Mps raddoppia l’utile netto e conferma gli obiettivi 2009

Montepaschi e Banco Popolare sostengono il clima di maggiore fiducia che si è venuto a rafforzare attorno alle banche italiane in questa tornata di trimestrali, già confermato nei giorni scorsi dai bilanci di Intesa Sanpaolo e Unicredit. Numeri sopra le attese della vigilia per Mps, che riesce quasi a raddoppiare gli utili, e per il Banco Popolare, che torna al profitto dopo un quarto trimestre in perdita.
E complessivamente positiva è stata la risposta di Piazza Affari. Pur in una seduta assai volatile Mps ha chiuso con un rialzo di oltre un punto e mezzo, arrivando però a guadagnare in apertura fino al 3,2%. Scivola invece in negativo, nel corso del pomeriggio il Banco Popolare (-1% la chiusura), dopo una fiammata che a inizio seduta aveva portato il titolo su del 4,5%.
Per Siena l'utile netto ha superato i 300 milioni di euro, dai 171 del primo trimestre 2008, grazie soprattutto ai proventi della cessione di attività. In particolare la vendita del 67% dell'asset management al fondo Clessidra, che ha fruttato quasi 200 milioni di euro, controbilanciando ampiamente gli accantonamenti al fondo rischi eseguiti dall'istituto, pari a 11 milioni.
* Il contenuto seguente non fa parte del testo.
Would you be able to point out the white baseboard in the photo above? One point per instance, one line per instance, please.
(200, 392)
L'andamento sostanzialmente positivo dei conti permette a Mps di confermare gli obiettivi del 2009: un taglio dei costi nell'ordine del 3% e un margine di interesse sostanzialmente flat, ovvero in linea con quello dell'anno scorso, come ha spiegato agli analisti il direttore generale Antonio Vigni. Un segnale di un clima rasserenato, dopo la richiesta di Tremonti bond per 1,9 miliardi di euro, arriva anche dalla questione sportelli. Mps ne deve ancora cedere 150, entro fine anno, per soddisfare le richieste dell'Antitrust a seguito dell'acquisizione di Antonventa. Le trattative continuano ha detto il direttore finanziario Marco Morelli, facendo tuttavia capire che al momento non c'è fretta e che la cessione avverrà solo a prezzi ritenuti adeguati. Intanto, secondo quanto riferisce l'agenzia Radiocor, ci sarebbe già un compratore pronto a rilevare una prima tranche di 15 filiali. La chiusura di quest'operazione potrebbe avvenire entro i primi dieci giorni di giugno, inducendo l'Antitrust a concedere più tempo a Mps per riuscire a vendere in blocco le restanti agenzie.
Per il Banco Popolare invece l'utile netto del periodo gennaio-marzo si è attestato a 219 milioni di euro. Erano stati 260 nello stesso periodo dell'anno scorso, ma la buona notizia è che l'istituto si rimette prontamente in carreggiata dopo le svalutazioni di fine 2008, decise dal neo amministratore delegato Pier Francesco Saviotti per ripulire i bilanci e causa di conti in rosso nel quarto trimestre. Se si escludono le componenti «non ricorrenti» il risultato del Banco Popolare segna addirittura un incremento, del 18%, a 138 milioni di euro.
«Sono dati che mi piacciono» ha commentato lo stesso Saviotti, rinnovando le rassicurazioni ad analisti e investitori anche sul fronte della qualità degli affidamenti. «Di patologie non ce ne sono» ha detto l'amministratore delegato, che ha comunque definito il 2009 un anno di transizione, in linea con il profilo sempre prudente mostrato finora dalla sua gestione. In attesa ovviamente di chiudere la partita Italease, causa di tanti dei problemi recenti del Banco Popolare. Primo passo l'Opa, appena approvata, sulla controllata, poi, una volta acquisito il 100% del capitale, via alle trattative per la cessione di asset o per la costituzione di joint venture. Le manifestazioni di interesse non mancano, fa sapere il Banco Popolare che ribadisce: l'obiettivo è deconsolidare al più presto Italease dal bilancio.